To do this you can use Context variables and the tLoop, tContextLoad, tMap, and tJava components.

Procedure

  1. Use context variables to make the Job dynamic. Different values can be used for context variables in different environments such as DEV and PROD. This also makes the Job flexible and it does not need any code changes across environments.
    Screenshot of the context variables.
    Context variables used in this Job
    Variable Description
    Recnum This variable is used as a starting point of the run. It is set to "1" by default for this Job.
    Batchrec This variable is used as the number of the records that you want the Job to process in each iteration. By making this variable dynamic, you can control how many records you want to process for each batch.
    MAX_CUSTID This variable is used to stop the process after the last iteration, which is after reading the last record. This variable is loaded using the tContextLoad component.

    The SQL run is as follows: "SELECT 'MAX_CUSTID' as Key, max(id) as Value FROM `customer`.`cust` "

    Screenshot of the Job in the Designer.
  2. Use the sssql and lsql variables to build the SQL that the tMysqlInput and tMSSqlInput executes on the database. The columns chosen in ssqlCOLUMNS and lsqlCOLUMNS should be the same as the schema defined in the input components.

    For example, the query in the customer (tMysqlInput) component is defined as below, making the full query dynamic.

    " SELECT " + context.ssqlCOLUMNS + context.ssqlFROM + context.ssqlWHERE + ">=" + context.Recnum + context.ssqlAND + "<" + (context.Recnum + context.Batchrec) ;
    Screenshot of the component basic settings.

    A similar SQL query is defined on the CUST_LOCATIONS (tMSSqlInput) component.

    Screenshot of the component basic settings.
  3. Configure the tLoop component as follows.

    The context variables defined above are used in the tLoop component as shown below.

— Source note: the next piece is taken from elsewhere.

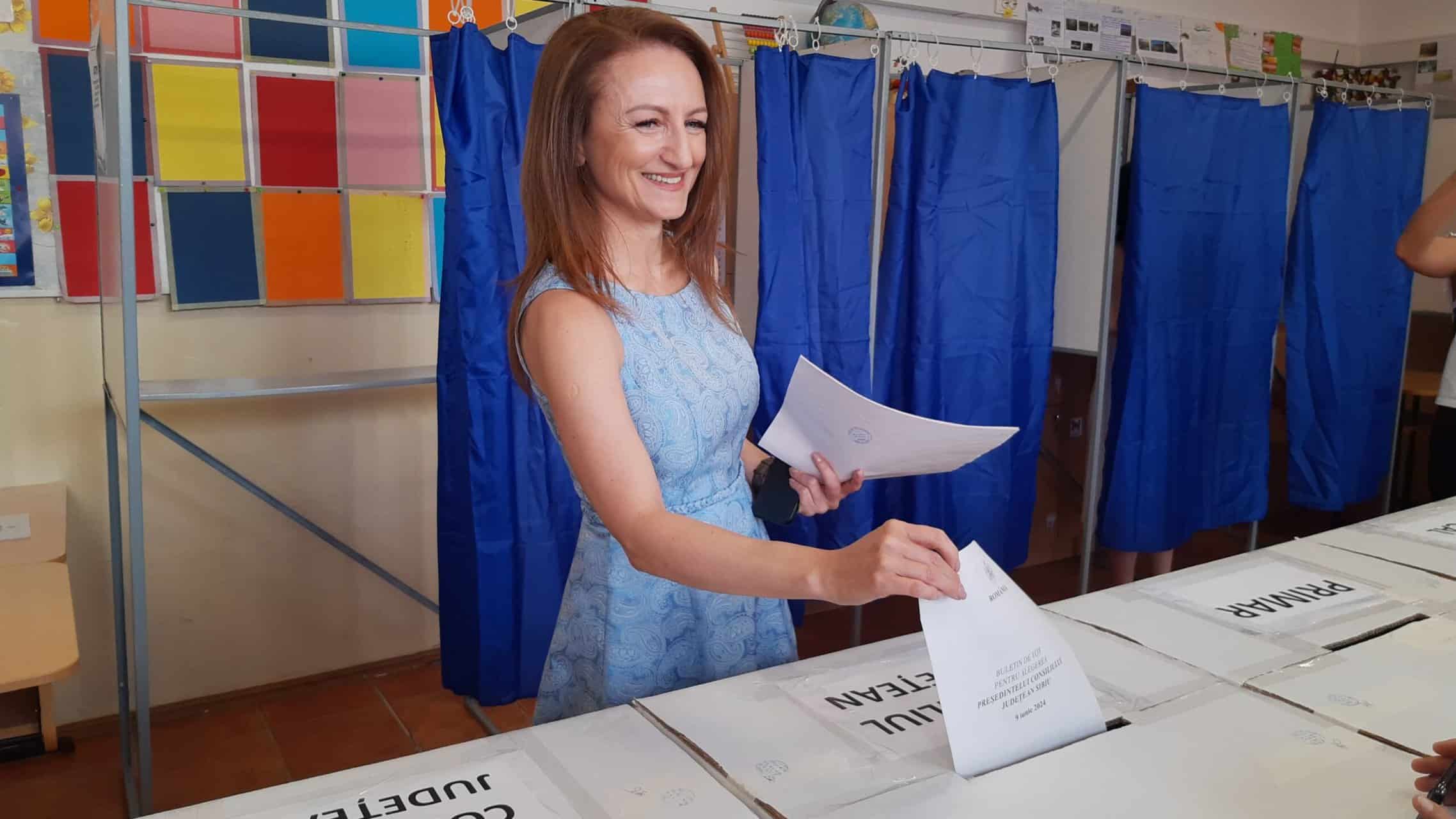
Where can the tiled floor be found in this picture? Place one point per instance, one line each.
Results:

So for each iteration until the maximum customer id, the batch record number defined in the Batchrec variable is used to retrieve the records from the source and lookup tables.

    Screenshot of the component basic settings.
  4. Configure the tJava component as follows.

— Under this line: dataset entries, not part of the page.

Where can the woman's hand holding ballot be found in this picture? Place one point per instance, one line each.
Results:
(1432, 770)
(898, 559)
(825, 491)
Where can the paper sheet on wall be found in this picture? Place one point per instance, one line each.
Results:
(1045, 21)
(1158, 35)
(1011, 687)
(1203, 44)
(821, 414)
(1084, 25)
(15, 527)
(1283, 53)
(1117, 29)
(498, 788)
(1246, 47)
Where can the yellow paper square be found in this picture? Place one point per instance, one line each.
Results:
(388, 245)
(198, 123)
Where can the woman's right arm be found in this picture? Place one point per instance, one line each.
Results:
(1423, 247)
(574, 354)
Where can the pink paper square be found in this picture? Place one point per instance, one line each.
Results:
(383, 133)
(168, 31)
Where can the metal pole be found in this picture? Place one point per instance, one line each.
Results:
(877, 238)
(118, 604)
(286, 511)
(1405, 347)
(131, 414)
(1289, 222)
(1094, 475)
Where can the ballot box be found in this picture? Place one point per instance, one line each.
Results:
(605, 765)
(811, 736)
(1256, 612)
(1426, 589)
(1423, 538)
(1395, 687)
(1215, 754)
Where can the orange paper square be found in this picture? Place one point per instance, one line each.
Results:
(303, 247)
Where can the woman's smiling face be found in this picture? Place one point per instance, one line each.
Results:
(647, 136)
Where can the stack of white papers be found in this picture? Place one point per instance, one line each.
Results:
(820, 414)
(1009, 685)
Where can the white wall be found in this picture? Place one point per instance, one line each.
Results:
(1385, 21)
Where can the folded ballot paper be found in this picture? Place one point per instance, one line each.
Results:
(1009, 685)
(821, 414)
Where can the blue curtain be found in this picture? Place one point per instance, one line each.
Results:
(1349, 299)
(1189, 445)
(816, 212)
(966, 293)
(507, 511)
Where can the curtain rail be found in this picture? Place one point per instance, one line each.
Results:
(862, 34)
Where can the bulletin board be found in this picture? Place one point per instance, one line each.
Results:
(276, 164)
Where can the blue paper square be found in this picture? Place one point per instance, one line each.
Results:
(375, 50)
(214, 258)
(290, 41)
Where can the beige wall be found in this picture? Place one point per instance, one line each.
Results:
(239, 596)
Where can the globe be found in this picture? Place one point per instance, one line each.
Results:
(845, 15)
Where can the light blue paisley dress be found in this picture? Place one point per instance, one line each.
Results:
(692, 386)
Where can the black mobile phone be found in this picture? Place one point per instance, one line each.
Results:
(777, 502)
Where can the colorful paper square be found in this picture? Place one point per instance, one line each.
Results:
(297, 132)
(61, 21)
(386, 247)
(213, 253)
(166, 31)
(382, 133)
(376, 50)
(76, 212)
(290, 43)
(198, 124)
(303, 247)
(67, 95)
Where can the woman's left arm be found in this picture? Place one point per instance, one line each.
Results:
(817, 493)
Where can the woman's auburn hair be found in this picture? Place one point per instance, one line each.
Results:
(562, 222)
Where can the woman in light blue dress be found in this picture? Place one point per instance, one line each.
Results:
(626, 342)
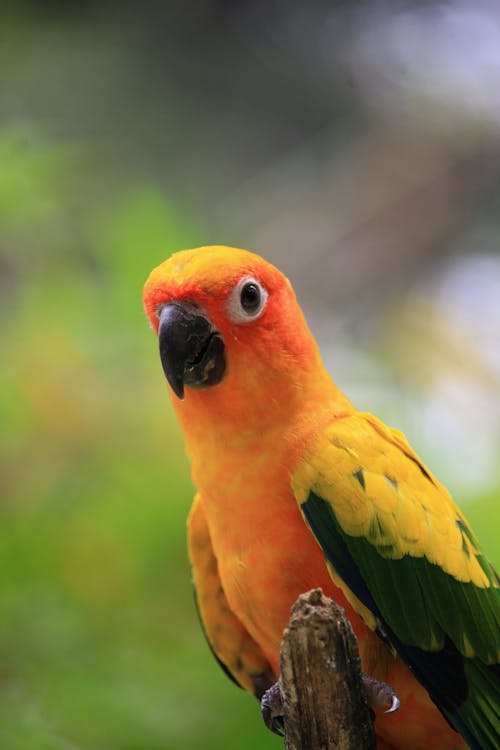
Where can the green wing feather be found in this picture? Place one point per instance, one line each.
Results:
(398, 543)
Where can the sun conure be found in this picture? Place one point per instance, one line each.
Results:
(297, 489)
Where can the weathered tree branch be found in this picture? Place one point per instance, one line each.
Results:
(324, 704)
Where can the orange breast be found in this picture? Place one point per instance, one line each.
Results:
(267, 557)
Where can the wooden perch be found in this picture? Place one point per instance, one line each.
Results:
(324, 704)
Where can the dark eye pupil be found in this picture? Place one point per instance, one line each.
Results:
(250, 297)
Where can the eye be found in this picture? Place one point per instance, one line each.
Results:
(247, 301)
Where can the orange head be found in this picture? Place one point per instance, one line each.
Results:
(233, 340)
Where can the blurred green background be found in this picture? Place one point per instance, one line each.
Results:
(356, 145)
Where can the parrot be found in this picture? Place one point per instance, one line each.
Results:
(296, 489)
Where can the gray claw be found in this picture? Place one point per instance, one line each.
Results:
(394, 705)
(271, 706)
(379, 694)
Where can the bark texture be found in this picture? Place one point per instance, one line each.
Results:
(324, 704)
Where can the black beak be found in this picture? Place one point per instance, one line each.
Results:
(191, 350)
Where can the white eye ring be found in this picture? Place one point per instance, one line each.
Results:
(247, 301)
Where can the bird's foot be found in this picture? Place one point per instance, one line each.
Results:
(271, 706)
(379, 694)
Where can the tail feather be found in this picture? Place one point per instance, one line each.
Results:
(478, 718)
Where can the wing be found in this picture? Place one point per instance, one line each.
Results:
(235, 650)
(410, 565)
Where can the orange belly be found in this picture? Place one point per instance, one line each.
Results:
(262, 579)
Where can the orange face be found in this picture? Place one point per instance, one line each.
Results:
(226, 318)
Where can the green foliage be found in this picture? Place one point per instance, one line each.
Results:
(99, 642)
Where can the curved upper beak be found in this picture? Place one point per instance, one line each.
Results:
(191, 350)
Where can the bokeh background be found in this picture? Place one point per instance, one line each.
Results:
(357, 146)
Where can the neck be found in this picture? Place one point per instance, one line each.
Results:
(246, 422)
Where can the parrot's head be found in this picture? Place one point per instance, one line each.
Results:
(231, 334)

    This component is used to increment the starting cust_id by the number of the records being processed by each batch.

    Screenshot of the component basic settings.
  5. Configure the tMap component as follows.

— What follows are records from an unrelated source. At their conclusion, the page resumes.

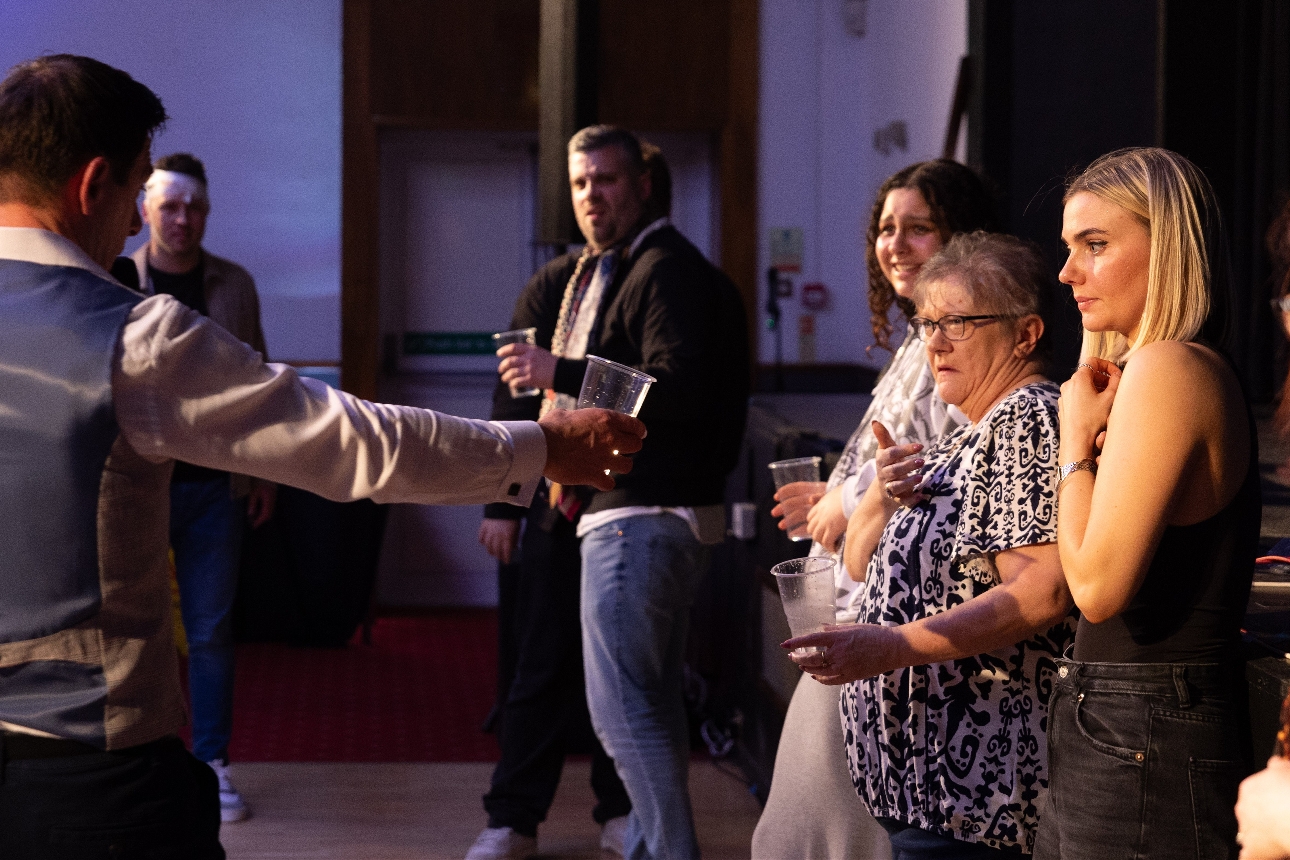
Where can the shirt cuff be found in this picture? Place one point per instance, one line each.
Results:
(529, 448)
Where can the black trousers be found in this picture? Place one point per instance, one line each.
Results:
(543, 713)
(147, 802)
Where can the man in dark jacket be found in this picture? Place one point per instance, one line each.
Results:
(640, 294)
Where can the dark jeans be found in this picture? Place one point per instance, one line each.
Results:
(207, 533)
(915, 843)
(1144, 761)
(147, 802)
(545, 712)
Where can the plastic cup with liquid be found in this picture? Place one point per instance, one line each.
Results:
(608, 384)
(517, 335)
(806, 589)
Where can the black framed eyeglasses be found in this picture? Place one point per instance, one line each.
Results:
(952, 325)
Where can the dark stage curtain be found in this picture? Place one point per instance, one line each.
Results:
(1260, 185)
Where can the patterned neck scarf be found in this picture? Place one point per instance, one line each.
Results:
(579, 310)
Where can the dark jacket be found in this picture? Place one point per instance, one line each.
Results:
(675, 316)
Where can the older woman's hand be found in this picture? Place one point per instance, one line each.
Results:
(899, 468)
(795, 500)
(826, 521)
(849, 653)
(1085, 406)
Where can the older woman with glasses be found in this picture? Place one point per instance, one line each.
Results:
(964, 609)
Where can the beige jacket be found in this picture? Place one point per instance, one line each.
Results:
(183, 388)
(232, 303)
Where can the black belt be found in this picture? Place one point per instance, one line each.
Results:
(16, 745)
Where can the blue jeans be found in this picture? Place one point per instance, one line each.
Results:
(205, 534)
(637, 583)
(1144, 761)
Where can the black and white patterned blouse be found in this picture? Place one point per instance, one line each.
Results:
(908, 405)
(959, 748)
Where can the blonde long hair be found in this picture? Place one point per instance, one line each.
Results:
(1187, 271)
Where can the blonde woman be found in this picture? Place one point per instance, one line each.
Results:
(1159, 517)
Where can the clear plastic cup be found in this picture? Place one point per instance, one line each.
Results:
(806, 589)
(784, 472)
(517, 335)
(608, 384)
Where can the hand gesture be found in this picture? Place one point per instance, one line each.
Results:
(899, 469)
(844, 653)
(1085, 406)
(585, 445)
(526, 366)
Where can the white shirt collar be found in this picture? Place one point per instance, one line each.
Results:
(47, 248)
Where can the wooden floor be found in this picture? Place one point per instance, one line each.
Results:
(432, 811)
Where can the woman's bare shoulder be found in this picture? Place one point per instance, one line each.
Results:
(1184, 384)
(1177, 365)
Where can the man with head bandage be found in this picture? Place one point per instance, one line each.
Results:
(102, 390)
(207, 506)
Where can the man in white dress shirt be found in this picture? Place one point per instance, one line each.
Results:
(99, 391)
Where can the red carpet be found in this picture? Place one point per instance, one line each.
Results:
(417, 694)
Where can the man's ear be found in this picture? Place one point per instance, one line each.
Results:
(84, 190)
(1030, 329)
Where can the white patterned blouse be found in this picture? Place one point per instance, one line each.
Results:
(959, 747)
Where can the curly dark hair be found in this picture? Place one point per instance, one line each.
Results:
(183, 163)
(960, 203)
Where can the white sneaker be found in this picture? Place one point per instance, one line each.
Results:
(502, 843)
(231, 806)
(613, 834)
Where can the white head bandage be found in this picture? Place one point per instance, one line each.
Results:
(169, 185)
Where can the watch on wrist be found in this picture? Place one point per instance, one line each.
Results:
(1086, 464)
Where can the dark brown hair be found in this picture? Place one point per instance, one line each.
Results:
(58, 112)
(959, 201)
(659, 204)
(597, 137)
(1004, 275)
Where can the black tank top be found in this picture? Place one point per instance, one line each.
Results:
(1192, 602)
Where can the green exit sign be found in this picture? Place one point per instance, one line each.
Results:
(448, 343)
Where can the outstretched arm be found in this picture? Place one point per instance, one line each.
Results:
(1031, 598)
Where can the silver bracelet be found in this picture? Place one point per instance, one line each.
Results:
(1086, 464)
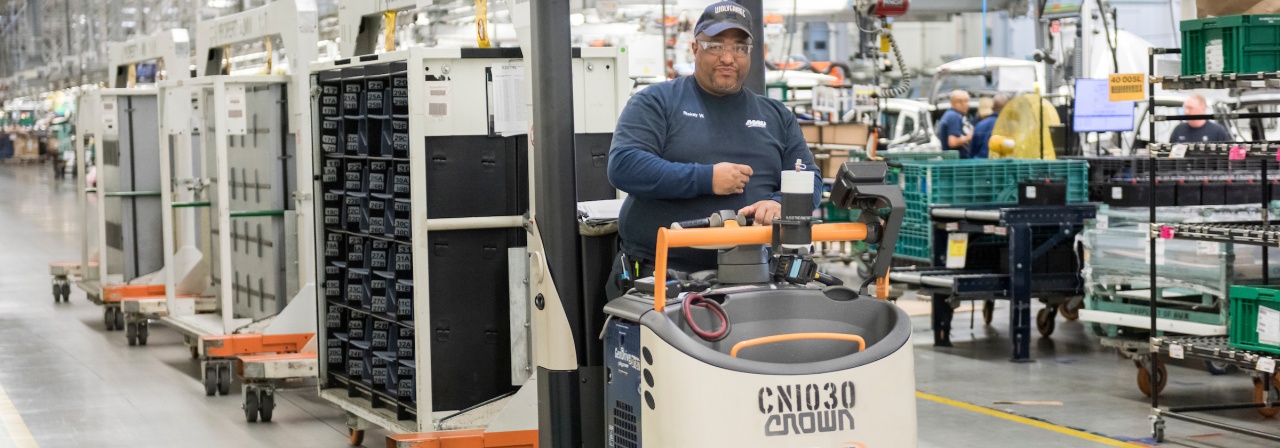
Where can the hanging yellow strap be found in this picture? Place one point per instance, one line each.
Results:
(270, 55)
(227, 59)
(389, 31)
(483, 23)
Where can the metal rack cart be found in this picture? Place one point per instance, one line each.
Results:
(421, 251)
(1212, 348)
(243, 222)
(1036, 264)
(122, 123)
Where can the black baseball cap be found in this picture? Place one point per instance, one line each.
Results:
(723, 16)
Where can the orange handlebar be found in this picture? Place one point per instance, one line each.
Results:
(862, 344)
(734, 236)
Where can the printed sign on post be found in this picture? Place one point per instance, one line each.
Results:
(1128, 87)
(958, 245)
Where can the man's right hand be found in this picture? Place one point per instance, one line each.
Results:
(730, 178)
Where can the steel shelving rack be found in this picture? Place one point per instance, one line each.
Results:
(1208, 348)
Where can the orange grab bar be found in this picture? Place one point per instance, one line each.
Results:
(862, 344)
(734, 236)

    This component is used for the join condition. The Lookup Model is set as Load Once as your lookup table is static. Match Model is set as Unique match as you do not expect the lookup table to have duplicates. Join Model is set as Left Outer Join as you want source data to be loaded into the target even if a location is not found.

    Screenshot of the mappings.
  6. Connect the subJobs using OnSubJobOk and OnComponentOk triggers.

    Do not connect tLoop directly to the tMysqlInput component. And do not connect tJava (Update record counter) directly to tMysqlOutput_1. The tLoop and tJava need to be part of their own subJobs.

    The complete Job looks as shown in the screenshot below.

    Screenshot of the Job in the Designer.
  7. Run the Job

Results

Here is the log from a sample run where the source table (cust) has 100 million rows and the lookup table (CUST_LOCATIONS) has 70 million rows. Batchrec="10000000".

The Job took 66 minutes to run and ran within the memory available on the execution server. It did not get impacted with out of memory exceptions.

Screenshot of the console after successfully running the Job.